My dad’s experiment went like this: he’d bring in pairs of people who fell into three categories: people who’d never met, people who’d met a few times, and people who were close family. With each pair, he’d take a picture of one person, and then he’d separate the two people into different rooms at opposite ends of the hall. In one of the two rooms was a screen. He’d set up each person with a blood pressure cuff, a thermometer, and electrodes to measure brain waves and blood volume. When people’s vital signs had stabilized, he’d take measurements, and then in the room with the screen he’d flash the photograph of the person you’d been paired up with.

The people who were in there watching the screen, the results were pretty predictable. For the strangers, there was no reaction; their bodies didn’t care if they were thinking about the other stranger or not. For the people shown photographs of their loved ones, there’d be some kind of flush—a definite physiological reaction. For the acquaintances, it was more sporadic.

But it was the other ones who mattered, the ones down the hall a hundred yards away without a photograph. Because: for the family members, their physical responses matched their partners’. If you printed out the physical reactions, side by side, they would match perfectly. If it was your mother or wife or son or brother down the hall, when they were thinking of you, you knew. Your body knew, your atoms knew, you felt it somehow when they did. My dad claimed the odds that this would be a random coincidence were so staggering that you’d have an easier time trying to prove the existence of God.

That day, I told my dad I wanted to be the one who was looking at the picture. That part seemed easier, and I was afraid otherwise I’d screw it up, and I could tell how desperately he wanted this to go right. My dad took me next door to the first room, and I sat in the swiveling chair across from the TV screen.

“Your mom’s going to understand when she sees the results,” he told me. His eyes were hopeful and bright, and maybe nervous, too, underneath that. “It’s one thing to hear me talk about it, but when she sees it with the two of you, she’ll understand.” He finished with the electrodes and patted me on the back. “Ready?”

I nodded. I said, “I hope I do it right.”

“You’ll do fine. Just watch the screen.”

He disappeared again. My heart was thudding as I waited. The screen flashed to life, a picture of my mom appearing. It was her at their wedding reception, dressed in a long red qipao with her hair piled on top of her head; she was turning back over her shoulder to look at the camera and she was laughing. I thought: I love you. I thought: Please work.
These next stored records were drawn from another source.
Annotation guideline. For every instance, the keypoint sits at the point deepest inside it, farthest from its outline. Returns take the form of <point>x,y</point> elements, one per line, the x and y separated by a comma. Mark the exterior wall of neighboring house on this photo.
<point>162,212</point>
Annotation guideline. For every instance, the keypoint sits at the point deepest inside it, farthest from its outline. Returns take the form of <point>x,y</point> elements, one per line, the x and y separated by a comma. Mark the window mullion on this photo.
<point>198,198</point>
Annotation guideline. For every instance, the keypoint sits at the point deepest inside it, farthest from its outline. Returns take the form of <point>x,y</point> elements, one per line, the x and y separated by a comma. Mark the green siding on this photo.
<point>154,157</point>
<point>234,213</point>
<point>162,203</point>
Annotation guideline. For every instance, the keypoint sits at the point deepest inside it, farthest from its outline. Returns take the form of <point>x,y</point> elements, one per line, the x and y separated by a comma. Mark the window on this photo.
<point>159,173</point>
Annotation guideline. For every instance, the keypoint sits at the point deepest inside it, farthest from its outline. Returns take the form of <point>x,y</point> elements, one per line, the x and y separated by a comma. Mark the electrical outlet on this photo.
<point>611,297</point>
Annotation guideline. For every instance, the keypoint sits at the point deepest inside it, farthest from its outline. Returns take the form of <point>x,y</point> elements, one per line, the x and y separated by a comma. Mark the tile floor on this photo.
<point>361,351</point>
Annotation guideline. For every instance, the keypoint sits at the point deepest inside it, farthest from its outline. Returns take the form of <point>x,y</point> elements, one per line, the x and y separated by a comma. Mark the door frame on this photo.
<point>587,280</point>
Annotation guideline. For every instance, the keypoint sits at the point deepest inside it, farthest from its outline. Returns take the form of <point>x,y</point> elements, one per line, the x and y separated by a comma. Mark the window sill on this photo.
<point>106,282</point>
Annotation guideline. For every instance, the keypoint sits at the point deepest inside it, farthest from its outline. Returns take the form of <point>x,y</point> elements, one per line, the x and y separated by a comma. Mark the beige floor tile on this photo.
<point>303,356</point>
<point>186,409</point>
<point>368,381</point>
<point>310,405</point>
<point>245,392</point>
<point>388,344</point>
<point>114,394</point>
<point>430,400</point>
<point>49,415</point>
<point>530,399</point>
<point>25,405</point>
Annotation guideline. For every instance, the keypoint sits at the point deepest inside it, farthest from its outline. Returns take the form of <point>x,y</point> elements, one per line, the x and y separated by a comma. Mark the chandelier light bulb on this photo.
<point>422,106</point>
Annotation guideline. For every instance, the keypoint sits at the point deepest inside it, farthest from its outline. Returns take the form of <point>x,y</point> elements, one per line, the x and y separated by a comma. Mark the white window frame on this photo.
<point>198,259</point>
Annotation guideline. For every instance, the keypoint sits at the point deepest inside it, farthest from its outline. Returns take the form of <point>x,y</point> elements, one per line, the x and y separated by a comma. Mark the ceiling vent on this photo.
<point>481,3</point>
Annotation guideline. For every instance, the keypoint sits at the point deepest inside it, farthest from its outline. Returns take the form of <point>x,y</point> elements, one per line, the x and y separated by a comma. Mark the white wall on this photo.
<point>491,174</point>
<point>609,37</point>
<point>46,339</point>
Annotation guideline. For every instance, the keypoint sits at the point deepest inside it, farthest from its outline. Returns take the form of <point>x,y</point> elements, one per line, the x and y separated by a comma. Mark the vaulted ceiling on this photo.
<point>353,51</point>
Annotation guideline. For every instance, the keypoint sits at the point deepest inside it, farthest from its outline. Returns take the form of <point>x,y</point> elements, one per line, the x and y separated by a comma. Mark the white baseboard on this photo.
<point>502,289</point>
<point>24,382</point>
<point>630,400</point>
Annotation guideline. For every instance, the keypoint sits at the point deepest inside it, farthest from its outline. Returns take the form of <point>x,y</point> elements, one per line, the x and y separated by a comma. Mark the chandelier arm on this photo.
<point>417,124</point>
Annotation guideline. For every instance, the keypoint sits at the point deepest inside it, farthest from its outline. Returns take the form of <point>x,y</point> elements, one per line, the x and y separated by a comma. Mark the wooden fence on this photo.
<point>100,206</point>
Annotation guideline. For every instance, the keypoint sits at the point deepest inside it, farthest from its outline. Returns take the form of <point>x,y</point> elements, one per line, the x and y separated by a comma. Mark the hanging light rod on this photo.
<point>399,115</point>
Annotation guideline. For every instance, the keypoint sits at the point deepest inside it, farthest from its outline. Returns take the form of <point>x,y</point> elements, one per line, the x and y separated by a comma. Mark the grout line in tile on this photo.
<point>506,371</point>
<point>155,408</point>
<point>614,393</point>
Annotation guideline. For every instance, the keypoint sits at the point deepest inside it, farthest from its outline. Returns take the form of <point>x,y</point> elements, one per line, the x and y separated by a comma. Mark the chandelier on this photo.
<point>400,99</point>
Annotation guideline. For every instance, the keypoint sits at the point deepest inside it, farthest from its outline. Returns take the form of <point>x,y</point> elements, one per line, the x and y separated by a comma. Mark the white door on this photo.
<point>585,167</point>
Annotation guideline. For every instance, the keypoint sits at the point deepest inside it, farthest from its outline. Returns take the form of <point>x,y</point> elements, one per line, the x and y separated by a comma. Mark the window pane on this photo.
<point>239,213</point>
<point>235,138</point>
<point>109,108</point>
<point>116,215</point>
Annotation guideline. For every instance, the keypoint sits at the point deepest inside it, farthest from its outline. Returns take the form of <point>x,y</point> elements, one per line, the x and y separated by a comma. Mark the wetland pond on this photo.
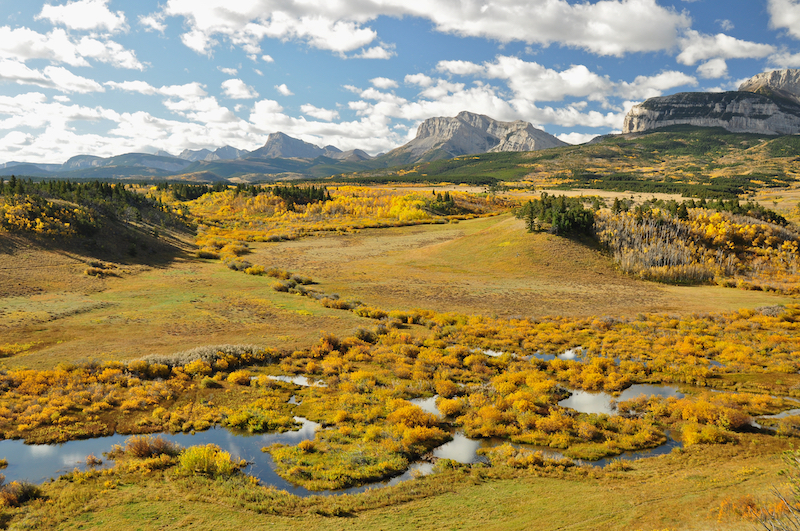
<point>586,402</point>
<point>38,463</point>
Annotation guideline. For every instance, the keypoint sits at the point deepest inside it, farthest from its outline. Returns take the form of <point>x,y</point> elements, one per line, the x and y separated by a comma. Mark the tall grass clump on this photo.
<point>209,460</point>
<point>145,446</point>
<point>216,356</point>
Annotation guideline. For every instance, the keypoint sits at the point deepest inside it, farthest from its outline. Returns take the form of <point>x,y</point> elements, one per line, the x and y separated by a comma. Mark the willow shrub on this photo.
<point>209,460</point>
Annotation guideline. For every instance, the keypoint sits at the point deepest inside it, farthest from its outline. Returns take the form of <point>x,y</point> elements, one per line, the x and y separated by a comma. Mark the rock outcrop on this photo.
<point>768,103</point>
<point>780,84</point>
<point>469,133</point>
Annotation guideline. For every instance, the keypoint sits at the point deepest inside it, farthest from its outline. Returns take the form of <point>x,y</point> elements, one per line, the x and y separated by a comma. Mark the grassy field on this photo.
<point>679,491</point>
<point>459,274</point>
<point>489,266</point>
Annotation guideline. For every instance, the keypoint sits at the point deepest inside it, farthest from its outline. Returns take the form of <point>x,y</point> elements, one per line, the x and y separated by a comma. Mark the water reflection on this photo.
<point>461,449</point>
<point>427,405</point>
<point>299,380</point>
<point>586,402</point>
<point>573,354</point>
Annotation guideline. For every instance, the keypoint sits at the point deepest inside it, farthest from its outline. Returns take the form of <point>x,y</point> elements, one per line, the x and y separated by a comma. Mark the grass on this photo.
<point>681,491</point>
<point>161,311</point>
<point>488,266</point>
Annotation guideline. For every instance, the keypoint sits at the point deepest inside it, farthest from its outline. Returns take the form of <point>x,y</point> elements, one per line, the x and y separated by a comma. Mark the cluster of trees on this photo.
<point>266,217</point>
<point>696,245</point>
<point>66,208</point>
<point>301,195</point>
<point>563,215</point>
<point>189,191</point>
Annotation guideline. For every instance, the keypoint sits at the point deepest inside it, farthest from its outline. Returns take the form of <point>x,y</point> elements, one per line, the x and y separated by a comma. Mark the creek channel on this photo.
<point>39,462</point>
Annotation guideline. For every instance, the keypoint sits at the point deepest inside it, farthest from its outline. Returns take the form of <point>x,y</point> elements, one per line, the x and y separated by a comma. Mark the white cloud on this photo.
<point>153,22</point>
<point>54,77</point>
<point>607,27</point>
<point>188,91</point>
<point>142,87</point>
<point>237,89</point>
<point>376,52</point>
<point>785,14</point>
<point>25,44</point>
<point>726,25</point>
<point>283,89</point>
<point>697,47</point>
<point>109,52</point>
<point>644,87</point>
<point>383,82</point>
<point>419,79</point>
<point>534,82</point>
<point>785,59</point>
<point>84,15</point>
<point>715,68</point>
<point>461,68</point>
<point>576,138</point>
<point>319,113</point>
<point>66,81</point>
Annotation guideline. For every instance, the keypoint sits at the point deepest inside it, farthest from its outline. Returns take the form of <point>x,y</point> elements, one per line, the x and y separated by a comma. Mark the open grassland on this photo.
<point>683,491</point>
<point>156,310</point>
<point>451,297</point>
<point>488,266</point>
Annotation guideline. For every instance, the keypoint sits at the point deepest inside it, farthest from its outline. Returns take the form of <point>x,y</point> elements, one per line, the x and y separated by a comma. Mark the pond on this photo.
<point>299,380</point>
<point>39,462</point>
<point>586,402</point>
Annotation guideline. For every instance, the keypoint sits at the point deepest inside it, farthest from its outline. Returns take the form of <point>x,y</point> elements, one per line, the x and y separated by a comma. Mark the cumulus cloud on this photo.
<point>696,47</point>
<point>644,87</point>
<point>383,82</point>
<point>576,138</point>
<point>57,46</point>
<point>84,15</point>
<point>153,22</point>
<point>785,59</point>
<point>283,89</point>
<point>725,24</point>
<point>608,27</point>
<point>534,82</point>
<point>715,68</point>
<point>237,89</point>
<point>319,113</point>
<point>376,52</point>
<point>141,87</point>
<point>54,77</point>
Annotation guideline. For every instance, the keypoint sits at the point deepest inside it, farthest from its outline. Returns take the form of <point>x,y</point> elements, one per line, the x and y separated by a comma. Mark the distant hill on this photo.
<point>281,146</point>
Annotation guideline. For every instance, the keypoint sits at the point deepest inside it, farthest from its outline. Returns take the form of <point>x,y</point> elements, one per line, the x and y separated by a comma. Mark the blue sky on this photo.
<point>106,77</point>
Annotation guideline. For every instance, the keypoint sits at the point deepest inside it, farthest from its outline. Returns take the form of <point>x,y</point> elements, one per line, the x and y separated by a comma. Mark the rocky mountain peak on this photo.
<point>468,133</point>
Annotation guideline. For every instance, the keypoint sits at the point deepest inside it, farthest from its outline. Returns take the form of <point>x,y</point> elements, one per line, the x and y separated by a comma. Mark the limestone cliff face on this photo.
<point>778,84</point>
<point>469,133</point>
<point>741,112</point>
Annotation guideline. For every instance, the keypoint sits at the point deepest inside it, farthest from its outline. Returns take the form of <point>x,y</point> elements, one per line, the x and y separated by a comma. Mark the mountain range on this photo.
<point>285,157</point>
<point>768,103</point>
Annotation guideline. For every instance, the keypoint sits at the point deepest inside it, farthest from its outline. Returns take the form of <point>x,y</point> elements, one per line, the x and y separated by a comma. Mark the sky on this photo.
<point>107,77</point>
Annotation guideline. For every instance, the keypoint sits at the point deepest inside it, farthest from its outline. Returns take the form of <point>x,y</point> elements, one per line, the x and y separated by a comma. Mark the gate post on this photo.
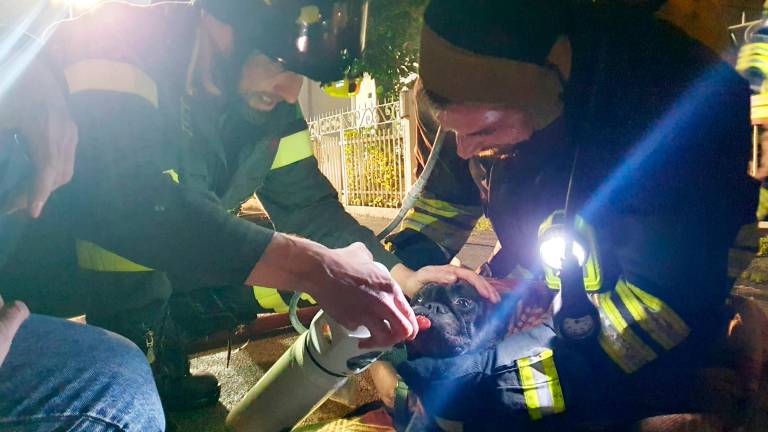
<point>409,128</point>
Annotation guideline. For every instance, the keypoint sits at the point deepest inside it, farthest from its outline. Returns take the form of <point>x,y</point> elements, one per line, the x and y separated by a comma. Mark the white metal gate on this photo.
<point>364,154</point>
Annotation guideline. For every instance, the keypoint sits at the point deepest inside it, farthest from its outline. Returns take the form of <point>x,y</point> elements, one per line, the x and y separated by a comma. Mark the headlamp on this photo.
<point>552,247</point>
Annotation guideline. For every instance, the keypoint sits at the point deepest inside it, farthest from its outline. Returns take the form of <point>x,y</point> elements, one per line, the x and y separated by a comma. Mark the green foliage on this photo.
<point>392,50</point>
<point>373,172</point>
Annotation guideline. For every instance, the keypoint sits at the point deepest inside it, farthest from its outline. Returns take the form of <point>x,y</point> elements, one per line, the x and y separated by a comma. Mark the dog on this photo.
<point>454,319</point>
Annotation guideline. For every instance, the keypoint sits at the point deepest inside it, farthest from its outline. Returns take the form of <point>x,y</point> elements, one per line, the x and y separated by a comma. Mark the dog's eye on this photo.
<point>462,302</point>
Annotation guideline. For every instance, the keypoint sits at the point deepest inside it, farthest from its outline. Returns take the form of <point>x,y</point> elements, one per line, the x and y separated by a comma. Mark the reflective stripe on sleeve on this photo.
<point>541,385</point>
<point>293,148</point>
<point>270,299</point>
<point>95,258</point>
<point>643,313</point>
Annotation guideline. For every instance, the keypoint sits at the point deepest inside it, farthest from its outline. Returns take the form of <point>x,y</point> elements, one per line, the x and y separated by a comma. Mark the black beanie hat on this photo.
<point>511,52</point>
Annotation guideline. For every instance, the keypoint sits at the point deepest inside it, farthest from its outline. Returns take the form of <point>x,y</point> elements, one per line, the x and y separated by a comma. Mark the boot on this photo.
<point>152,329</point>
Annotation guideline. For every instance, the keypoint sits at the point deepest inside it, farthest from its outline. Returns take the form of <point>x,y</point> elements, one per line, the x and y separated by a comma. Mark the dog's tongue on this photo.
<point>424,322</point>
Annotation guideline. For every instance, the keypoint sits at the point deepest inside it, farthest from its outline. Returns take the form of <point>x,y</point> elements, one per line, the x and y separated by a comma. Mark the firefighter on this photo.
<point>649,128</point>
<point>56,374</point>
<point>137,96</point>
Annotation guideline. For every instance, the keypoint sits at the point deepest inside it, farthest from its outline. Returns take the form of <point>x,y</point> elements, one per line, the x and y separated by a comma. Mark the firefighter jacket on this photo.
<point>660,188</point>
<point>126,70</point>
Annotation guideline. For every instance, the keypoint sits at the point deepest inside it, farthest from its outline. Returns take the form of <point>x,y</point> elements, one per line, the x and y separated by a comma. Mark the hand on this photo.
<point>11,318</point>
<point>358,292</point>
<point>345,282</point>
<point>52,140</point>
<point>413,281</point>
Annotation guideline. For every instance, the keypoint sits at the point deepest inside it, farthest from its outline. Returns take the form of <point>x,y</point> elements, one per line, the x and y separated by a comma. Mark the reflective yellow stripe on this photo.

It was a few more minutes before my dad came and brought me back to the main office with my mom. She was quiet the way people get when they want to be alone. My dad had two printouts, and he spread them out on the table.

“Look,” he said, and we saw it at the same time: the matching peaks and valleys in the graphs in my chart and in hers. He looked at my mom, and it took me a few seconds to identify his expression: he was shy. “Do you see?”

I saw. I saw it like there was nothing and no one else in the room at that moment. And something happened to me then, and we’ve never been religious but that was the first time I got what it must be like, how sometimes something happens that takes you past yourself and you feel like your body’s not your own—you feel, all of a sudden, like it’s somehow much more than that. I think I have spent my life since then, with my pencils and ink and sketchbooks, trying to replicate that exact feeling to give to someone else.